現地調査の実施段階では、まだ高圧一括受電事業者は決定しておらず、管理会社や管理組合が選定した複数の候補事業者が、それぞれのサービス導入条件に照らしてサービス提供の可否を判断する。その結果、自社によるサービス導入が可能と判断されれば、電気料金の削減率などの盛り込んだ提案書を作成し、理事会に提案することになる。
②削減提案
高圧一括受電事業者が理事会に提案書を提出すると、理事会では基本的にはコンペティションによって各事業者を比較検討する。比較検討の際には、提案された電気料金の削減率だけでなく、事業者の経営情報(資本金など)や導入実績、導入条件、電力調達先、契約期間、サポート体制といった評価科目で事業者の評価を行う。最近は、コンプライアンスの問題もあり、コンペティションなしに理事会が事業者選定を行うことは少なく、原則として2社以上の事業者から選考している。
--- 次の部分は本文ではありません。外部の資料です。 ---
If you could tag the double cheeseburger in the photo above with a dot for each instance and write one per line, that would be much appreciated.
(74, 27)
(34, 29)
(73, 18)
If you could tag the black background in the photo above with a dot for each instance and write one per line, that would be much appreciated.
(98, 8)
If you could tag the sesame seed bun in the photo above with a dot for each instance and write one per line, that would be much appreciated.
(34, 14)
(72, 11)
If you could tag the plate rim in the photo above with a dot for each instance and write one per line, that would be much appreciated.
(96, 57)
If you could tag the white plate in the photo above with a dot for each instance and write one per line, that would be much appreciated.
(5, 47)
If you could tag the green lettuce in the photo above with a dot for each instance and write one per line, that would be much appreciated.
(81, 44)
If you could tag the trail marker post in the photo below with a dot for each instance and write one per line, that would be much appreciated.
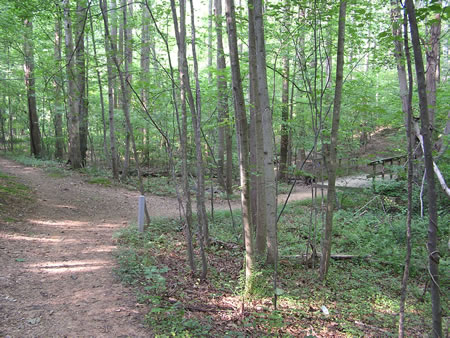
(141, 213)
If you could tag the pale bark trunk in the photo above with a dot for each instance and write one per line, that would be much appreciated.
(284, 142)
(112, 130)
(257, 194)
(58, 82)
(433, 253)
(433, 71)
(72, 113)
(269, 173)
(28, 50)
(180, 37)
(222, 105)
(196, 120)
(241, 126)
(80, 70)
(410, 139)
(100, 88)
(331, 191)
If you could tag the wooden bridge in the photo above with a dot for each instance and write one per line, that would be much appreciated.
(381, 164)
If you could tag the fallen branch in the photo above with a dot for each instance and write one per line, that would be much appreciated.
(335, 257)
(367, 326)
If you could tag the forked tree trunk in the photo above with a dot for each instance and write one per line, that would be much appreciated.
(331, 191)
(433, 252)
(269, 173)
(72, 113)
(28, 51)
(241, 126)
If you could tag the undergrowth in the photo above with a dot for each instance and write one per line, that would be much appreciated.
(361, 294)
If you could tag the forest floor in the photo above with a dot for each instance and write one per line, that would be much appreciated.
(56, 256)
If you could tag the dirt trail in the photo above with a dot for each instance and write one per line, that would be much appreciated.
(56, 275)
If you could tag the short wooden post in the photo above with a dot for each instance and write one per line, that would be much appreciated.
(141, 212)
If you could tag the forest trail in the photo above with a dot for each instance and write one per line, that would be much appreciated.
(57, 261)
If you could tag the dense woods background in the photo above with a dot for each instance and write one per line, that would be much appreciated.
(237, 98)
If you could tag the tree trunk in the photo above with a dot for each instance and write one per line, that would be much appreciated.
(58, 82)
(222, 102)
(180, 37)
(241, 126)
(80, 66)
(100, 88)
(331, 191)
(433, 69)
(112, 131)
(197, 121)
(72, 113)
(28, 51)
(269, 173)
(433, 256)
(410, 139)
(258, 195)
(284, 142)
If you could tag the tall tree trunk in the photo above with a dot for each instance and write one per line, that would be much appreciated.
(28, 51)
(180, 33)
(433, 252)
(80, 66)
(410, 139)
(100, 88)
(111, 103)
(433, 69)
(193, 106)
(124, 84)
(258, 195)
(72, 113)
(222, 104)
(197, 121)
(145, 69)
(284, 142)
(269, 173)
(58, 82)
(241, 126)
(331, 191)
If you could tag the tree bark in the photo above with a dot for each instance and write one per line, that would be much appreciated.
(28, 51)
(331, 191)
(284, 142)
(241, 126)
(112, 131)
(433, 252)
(197, 120)
(257, 176)
(80, 69)
(433, 70)
(224, 133)
(269, 173)
(410, 139)
(72, 113)
(180, 33)
(58, 83)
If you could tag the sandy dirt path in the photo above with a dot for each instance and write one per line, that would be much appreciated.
(56, 263)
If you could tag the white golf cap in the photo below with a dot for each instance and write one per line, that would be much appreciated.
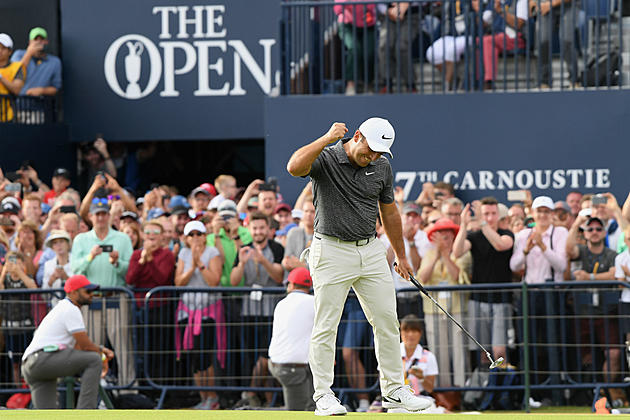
(543, 201)
(379, 134)
(6, 40)
(194, 225)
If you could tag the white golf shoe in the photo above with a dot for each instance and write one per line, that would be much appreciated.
(404, 397)
(329, 405)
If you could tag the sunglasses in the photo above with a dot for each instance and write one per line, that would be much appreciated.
(594, 229)
(100, 201)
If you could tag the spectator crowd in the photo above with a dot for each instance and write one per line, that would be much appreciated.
(382, 40)
(250, 239)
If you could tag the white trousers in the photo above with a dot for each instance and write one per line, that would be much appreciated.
(335, 267)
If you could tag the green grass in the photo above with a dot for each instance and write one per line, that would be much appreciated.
(554, 413)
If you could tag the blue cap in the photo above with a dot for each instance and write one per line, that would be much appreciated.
(154, 213)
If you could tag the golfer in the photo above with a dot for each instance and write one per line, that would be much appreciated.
(351, 183)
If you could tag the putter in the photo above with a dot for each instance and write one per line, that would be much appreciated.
(493, 363)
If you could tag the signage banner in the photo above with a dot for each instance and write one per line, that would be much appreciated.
(164, 70)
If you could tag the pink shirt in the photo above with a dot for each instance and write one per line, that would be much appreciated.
(358, 14)
(538, 264)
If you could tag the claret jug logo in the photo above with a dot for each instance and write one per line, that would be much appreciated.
(198, 34)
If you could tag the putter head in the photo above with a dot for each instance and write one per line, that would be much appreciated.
(496, 363)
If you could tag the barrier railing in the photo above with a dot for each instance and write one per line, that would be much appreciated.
(435, 46)
(560, 337)
(30, 109)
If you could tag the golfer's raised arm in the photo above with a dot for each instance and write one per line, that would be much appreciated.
(302, 159)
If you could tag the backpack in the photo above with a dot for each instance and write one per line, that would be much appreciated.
(606, 63)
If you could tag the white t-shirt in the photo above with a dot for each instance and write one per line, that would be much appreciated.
(49, 268)
(613, 238)
(421, 358)
(423, 245)
(57, 328)
(622, 260)
(292, 325)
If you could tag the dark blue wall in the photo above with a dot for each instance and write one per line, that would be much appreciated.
(46, 146)
(582, 136)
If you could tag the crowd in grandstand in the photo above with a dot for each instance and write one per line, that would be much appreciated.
(220, 235)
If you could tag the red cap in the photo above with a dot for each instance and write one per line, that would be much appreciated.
(301, 276)
(282, 206)
(442, 224)
(78, 281)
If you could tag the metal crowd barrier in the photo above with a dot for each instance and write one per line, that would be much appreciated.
(446, 45)
(30, 110)
(561, 338)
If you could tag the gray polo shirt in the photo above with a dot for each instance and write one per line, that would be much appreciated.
(346, 196)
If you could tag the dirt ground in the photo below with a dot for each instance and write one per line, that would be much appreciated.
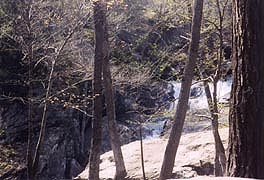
(194, 158)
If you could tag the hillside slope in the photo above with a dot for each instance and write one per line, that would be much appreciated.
(195, 157)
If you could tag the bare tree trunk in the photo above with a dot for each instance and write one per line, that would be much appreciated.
(246, 116)
(220, 159)
(179, 117)
(110, 105)
(142, 152)
(94, 159)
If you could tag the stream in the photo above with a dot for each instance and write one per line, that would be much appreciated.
(197, 102)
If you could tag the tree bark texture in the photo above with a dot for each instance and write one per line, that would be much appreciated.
(246, 118)
(179, 117)
(220, 158)
(110, 107)
(94, 158)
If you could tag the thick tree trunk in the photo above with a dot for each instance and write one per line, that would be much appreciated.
(94, 159)
(110, 109)
(246, 118)
(174, 139)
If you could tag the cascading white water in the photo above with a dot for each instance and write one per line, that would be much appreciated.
(197, 101)
(197, 96)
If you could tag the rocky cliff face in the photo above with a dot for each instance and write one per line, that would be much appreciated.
(65, 151)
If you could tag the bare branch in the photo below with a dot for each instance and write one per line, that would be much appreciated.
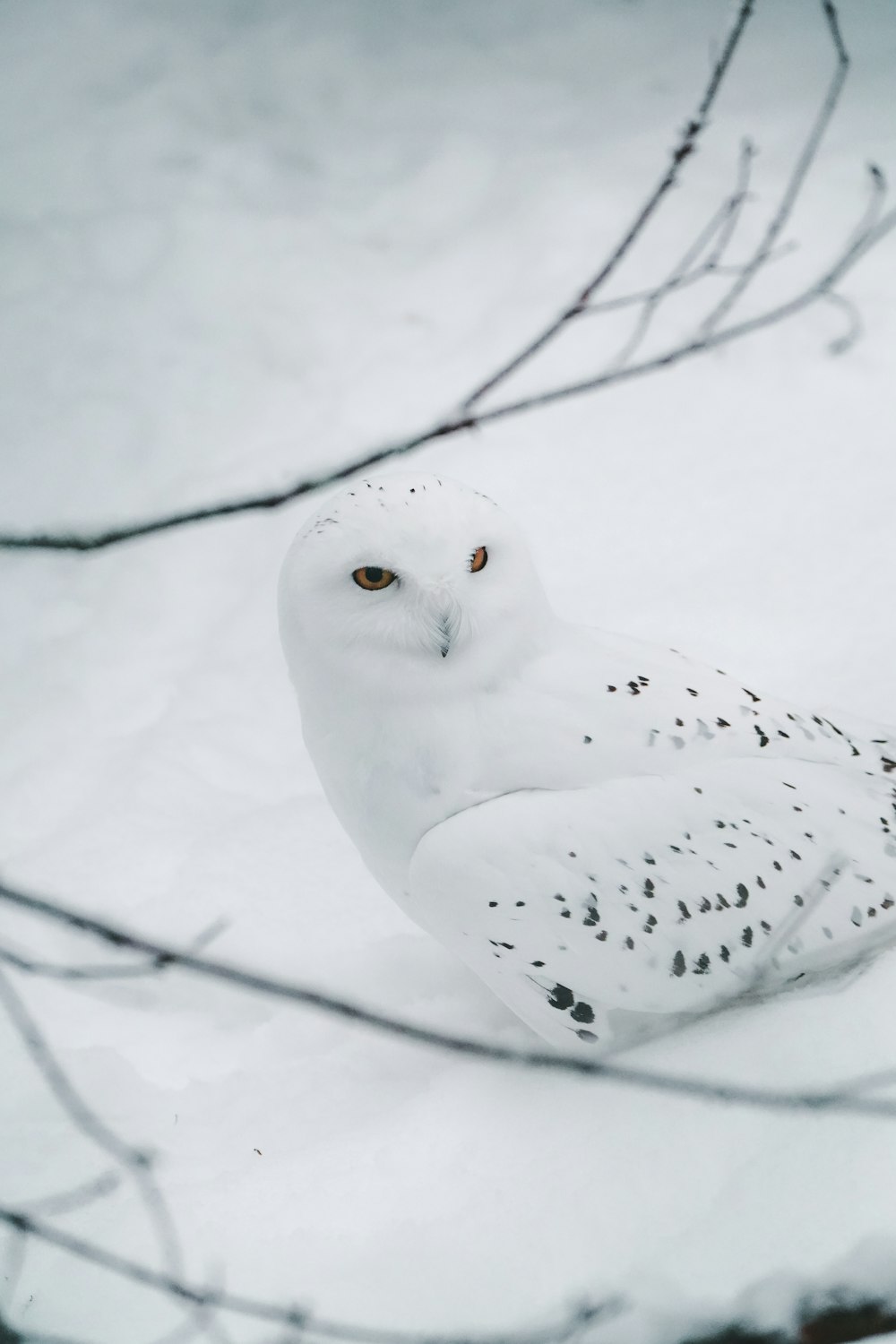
(88, 1193)
(684, 148)
(797, 177)
(134, 1160)
(818, 289)
(699, 1089)
(869, 233)
(107, 970)
(311, 1325)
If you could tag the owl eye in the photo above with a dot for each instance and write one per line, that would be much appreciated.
(371, 577)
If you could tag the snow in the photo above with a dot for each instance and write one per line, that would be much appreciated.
(245, 242)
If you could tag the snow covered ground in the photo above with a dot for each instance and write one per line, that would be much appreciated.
(242, 241)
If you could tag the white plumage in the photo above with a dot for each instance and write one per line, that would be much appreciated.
(613, 836)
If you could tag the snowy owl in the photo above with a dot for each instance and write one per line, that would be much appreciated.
(610, 835)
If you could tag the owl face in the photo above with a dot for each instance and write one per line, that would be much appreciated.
(405, 578)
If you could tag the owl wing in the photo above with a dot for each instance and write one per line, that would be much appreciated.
(599, 913)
なお、高圧一括受電事業者が数多く参入する関西地区の既存マンションの場合、10社程度の事業者から選考するケースもあるとされる。
最終的には総会決議で高圧一括受電サービスの導入可否や採用する高圧一括受電事業者が決定されることになるが、遅くても総会開催前の理事会の議案として、サービス導入時の事業者を選定しておく必要がある。
③住民説明会
総会開催前に、高圧一括受電事業者と理事会が共同で、高圧一括受電サービスの導入を周知するための住民説明会を開催する。住民説明会では、サービス導入による電気料金の削減効果やメリット・デメリットの説明、質疑応答などを行い、必要に応じて住民アンケートも実施する。
④総会決議
高圧一括受電サービスの導入に係る総会決議には、普通決議※1と特別決議※2がある。一般に高圧一括受電サービスの導入自体は普通決議による可否で問題はないが、マンション管理規約の変更を伴う場合は、区分所有法に基づく3/4以上の特別決議による可否が必要になる。具体的には、マンション管理規約に電気供給元として一般電気事業者の名称が記載されている場合は管理規約を変更する必要が生じるため、特別決議が必要になる。
※1 普通決議:区分所有法第39条第1項「集会の議事は、この法律又は規約に別段の定めがない限り、区分所有者及び議決権の過半数で決する」
※2 特別決議:区分所有者及び議決権の各4分の3以上の多数による集会の決議
⑤契約締結
総会決議後、選定された高圧一括受電事業者が管理組合や居住者(区分所有者)と契約手続を行う。その契約手続きの際に、高圧一括受電事業者が各居住者に対して求める手続としては、各戸と一般電気事業者との電気契約の解約の手続(全戸同意)と、高圧一括受電事業者とのサービス利用契約の締結の手続(利用申込書の回収)の二つがある。
⑥サービス開始
全戸同意や利用申込書の回収が完了した段階で、高圧一括受電事業者が一般電気事業者に対し、受変電設備等の導入に係る工事申請を行う。
一般電気事業者への工事申請から、高圧一括受電事サービス提供までに要する期間は、工事申請先の一般電気事業者によっても異なるが、通常は4カ月程度となっている。